Площадь Дягилева около Гранд-Опера / бюст Дягилева в театре «Шатле» / Дягилевский фестиваль в Перми / фестиваль «Дягилев P.S.» в Петербурге / гимназия им. С. П. Дягилева в Перми / лицей искусств им. С. П. Дягилева в Екатеринбурге / школа искусств им. С. П. Дягилева в Зеленограде / теплоход «Сергей Дягилев» / памятник в Доме Дягилевых в Перми / ночной клуб «Дягилев» в Москве. ТЕАТР. разбирается, как человек стал мифом

Его фигура возникает в воспоминаниях практически всех, с кем ему довелось познакомиться — от Айседоры Дункан до Сержа Лифаря, от Пабло Пикассо до Александра Бенуа, от Клода Дебюсси до Игоря Стравинского, от Марселя Пруста до Владимира Маяковского, от Владимира Теляковского до Анатолия Луначарского. Его деловые бумаги хранятся в архивах в Нью-Йорке, его образ тиражируется в фильмах и картинах, журналах и канцелярии, ему посвящено немыслимое количество книг, а статья о нем в Википедии переведена на 37 языков. Но мы все же попытаемся еще раз нарисовать его портрет.

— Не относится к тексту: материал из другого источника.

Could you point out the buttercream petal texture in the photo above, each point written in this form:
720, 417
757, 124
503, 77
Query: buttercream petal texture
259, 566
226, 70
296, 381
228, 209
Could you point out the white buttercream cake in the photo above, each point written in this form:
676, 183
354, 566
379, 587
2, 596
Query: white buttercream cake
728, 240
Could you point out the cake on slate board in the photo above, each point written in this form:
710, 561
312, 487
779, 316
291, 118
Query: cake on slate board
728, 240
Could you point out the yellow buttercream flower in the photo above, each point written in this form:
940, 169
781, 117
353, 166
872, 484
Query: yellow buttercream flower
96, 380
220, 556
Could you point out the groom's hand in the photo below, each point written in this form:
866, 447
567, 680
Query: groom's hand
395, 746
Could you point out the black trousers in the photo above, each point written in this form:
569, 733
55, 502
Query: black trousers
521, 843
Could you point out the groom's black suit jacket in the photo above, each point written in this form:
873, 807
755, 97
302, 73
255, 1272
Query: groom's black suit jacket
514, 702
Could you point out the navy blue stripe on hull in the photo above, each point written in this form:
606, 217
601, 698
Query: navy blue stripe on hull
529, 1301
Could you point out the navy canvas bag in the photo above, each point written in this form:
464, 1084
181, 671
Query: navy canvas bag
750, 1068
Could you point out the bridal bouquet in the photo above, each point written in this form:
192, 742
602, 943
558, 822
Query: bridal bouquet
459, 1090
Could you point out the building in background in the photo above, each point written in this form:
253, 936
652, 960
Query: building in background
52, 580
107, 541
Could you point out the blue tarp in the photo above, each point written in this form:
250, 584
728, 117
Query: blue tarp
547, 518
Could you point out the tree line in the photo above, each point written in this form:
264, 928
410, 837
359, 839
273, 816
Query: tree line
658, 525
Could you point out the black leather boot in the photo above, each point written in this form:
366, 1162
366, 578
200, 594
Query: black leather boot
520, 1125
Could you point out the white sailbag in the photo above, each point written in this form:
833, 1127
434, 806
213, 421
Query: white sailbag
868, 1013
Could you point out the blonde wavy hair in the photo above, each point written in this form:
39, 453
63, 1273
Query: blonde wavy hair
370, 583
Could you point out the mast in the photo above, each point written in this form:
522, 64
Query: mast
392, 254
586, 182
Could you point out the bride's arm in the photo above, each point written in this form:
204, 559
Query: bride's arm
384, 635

Сергей Дягилев происходил из потомственных дворян, семья, некогда богатая, в силу экономии средств была вынуждена переехать в Пермь, где владела винокуренным заводом. В Перми прошли детство и юность Дягилева, там он принимал активное участие в музыкальных вечерах, там же возникло его первое увлечение искусством. По окончании гимназии, выбирая между двух зол — военной и чиновничьей карьерами, он останавливается на последней и поступает на юридический факультет Петербургского университета. К этому времени семья окончательно разорилась (позже Дягилев получит наследство своей покойной матери и сможет поддерживать младших братьев), и заботу о Дягилеве в Петербурге берут на себя его родственники Философовы. Анна Философова — один из лидеров женского движения в России, а ее сын Дмитрий (двоюродный брат Дягилева) скоро станет публицистом, литературным критиком, общественным деятелем. Именно Философов сведет Дягилева с компанией друзей, знакомых ему еще со времен учебы в гимназии Мая — Александром Бенуа, Вальтером Нувелем, Львом Бакстом. В этом кругу сформируются взгляды и мироощущение Дягилева, возникнет понимание необходимости посвятить себя исключительно искусству. И, не разделяя жизнь на личную и профессиональную, с этими же людьми Дягилев перейдет к практической реализации своих замыслов. Он довольно рано понял, что не сможет стать творцом, и выбрал роль аналитика (критика и куратора).

По окончании университета он попадает в ситуацию, которую можно назвать «постдипломным кризисом» (он шел рука об руку с остаточным комплексом провинциала), и в 25 лет решает доказать обществу и друзьям свою кураторскую состоятельность. Он организовывает выставку немецких и английских акварелистов. Заметим, что многие его выставки были выставками-продажами, то есть приносили доход.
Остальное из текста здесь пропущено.